The hotline set up by the Riverside County District Attorney’s Office Bureau of Investigations staff is 951-955-0764. Complaints may also be lodged online at https://bit.ly/2WfQNID or directly to the California Department of Justice at https://oag.ca.gov/contact/consumer-complaint-against-business-or-company

The Orange County District Attorney Coronavirus Scam Hotline is (714) 834-3482. Reports can also be emailed to reportascam@da.ocgov.com

San Bernardino County has similarly warned of scams and price gouging; and the District Attorney’s Office urged residents to report them.

In the Los Angeles area, L.A. City Attorney Mike Feuer and District Attorney Jackie Lacey this month announced the creation of a Joint Coronavirus Task Force to stop dangerous and illegal practices. The County Department of Consumer and Business Affairs and County Counsel are also participating in that effort.

On Tuesday, Los Angeles County officials warned that reports of malicious websites, email schemes and suspicious links have come to the attention of law enforcement and public officials.

“Malicious actors can prey upon those that are distracted by the COVID-19 pandemic, and use it to their advantage,” Los Angeles County Chief Information Officer William Kehoe said in a statement. “The public needs to be mindful and careful, and avoid websites, phishing emails, and scams that engage people through false information about the health crisis, and steal personal user information and data. By clicking on fraudulent weblinks, hackers can deliver malware and then gain access to passwords, browsing information, credit card numbers, and other personal information.

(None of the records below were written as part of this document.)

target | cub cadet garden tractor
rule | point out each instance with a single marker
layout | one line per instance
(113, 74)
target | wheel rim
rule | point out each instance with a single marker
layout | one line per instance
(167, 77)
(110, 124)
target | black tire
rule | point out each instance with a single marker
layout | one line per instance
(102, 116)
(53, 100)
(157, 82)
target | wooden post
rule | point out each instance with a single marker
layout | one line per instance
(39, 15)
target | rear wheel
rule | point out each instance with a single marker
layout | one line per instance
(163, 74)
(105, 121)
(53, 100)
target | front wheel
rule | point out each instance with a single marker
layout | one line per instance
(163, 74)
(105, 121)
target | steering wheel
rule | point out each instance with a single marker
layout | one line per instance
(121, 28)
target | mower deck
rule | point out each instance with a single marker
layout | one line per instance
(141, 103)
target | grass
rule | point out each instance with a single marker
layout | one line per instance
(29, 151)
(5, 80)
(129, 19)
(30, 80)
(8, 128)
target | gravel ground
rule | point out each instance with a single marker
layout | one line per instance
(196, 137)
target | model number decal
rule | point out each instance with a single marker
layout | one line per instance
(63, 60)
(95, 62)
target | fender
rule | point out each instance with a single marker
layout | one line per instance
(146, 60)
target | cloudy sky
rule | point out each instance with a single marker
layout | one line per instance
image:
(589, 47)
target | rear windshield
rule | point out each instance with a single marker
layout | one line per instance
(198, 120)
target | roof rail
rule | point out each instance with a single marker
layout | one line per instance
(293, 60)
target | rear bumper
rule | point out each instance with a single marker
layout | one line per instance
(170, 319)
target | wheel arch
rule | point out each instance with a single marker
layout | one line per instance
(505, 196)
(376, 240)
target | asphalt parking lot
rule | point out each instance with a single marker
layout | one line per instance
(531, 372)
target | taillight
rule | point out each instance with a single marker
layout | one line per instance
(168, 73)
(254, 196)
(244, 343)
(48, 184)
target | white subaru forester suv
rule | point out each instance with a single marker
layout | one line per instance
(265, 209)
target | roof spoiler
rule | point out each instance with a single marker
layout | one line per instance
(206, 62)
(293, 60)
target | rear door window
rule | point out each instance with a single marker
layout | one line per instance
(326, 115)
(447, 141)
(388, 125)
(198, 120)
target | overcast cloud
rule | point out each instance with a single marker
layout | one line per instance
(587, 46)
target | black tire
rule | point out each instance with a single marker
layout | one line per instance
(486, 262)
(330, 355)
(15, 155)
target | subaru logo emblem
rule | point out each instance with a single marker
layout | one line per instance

We all need to stay vigilant.”

There are several coronavirus tracking and mapping sites that are actually malware websites, the county said in a statement.

Residents were urged to:

–Avoid online advertising offers related to COVID-19

–Decline door-to-door solicitations claiming COVID-19 fundraising

–Not click on emails and attachments that you do not recognize

–Visit only trusted websites for COVID-19 related information

In a statement, the Orange County District Attorney’s Office warned that criminals may set up fake websites or charities, send emails, texts or post on social media pretending to be from the World Health Organization or the Centers for Disease Control and Prevention in an attempt to profit illegally.

“They may also seek donations to help victims of this emergency,” the statement said. “Also, be wary of any business claiming to have a miracle cure. There is currently no cure for coronavirus. Do not allow your fear and anxiety to overtake your common sense.”

Riverside County District Attorney Mike Hestrin released a statement vowing to protect “the public and consumers during this health crisis.” He noted that any form of price gouging is a potential misdemeanor offense.

“Those who price gouge are subject to criminal prosecution that can result in a sentence of up to a year in county jail and/or fines up to $10,000,” according to a Riverside County D.A.’s statement. “There also can be civil penalties, including a fine of $5,000 per violation, restitution to the victim or victims and a court order to stop.”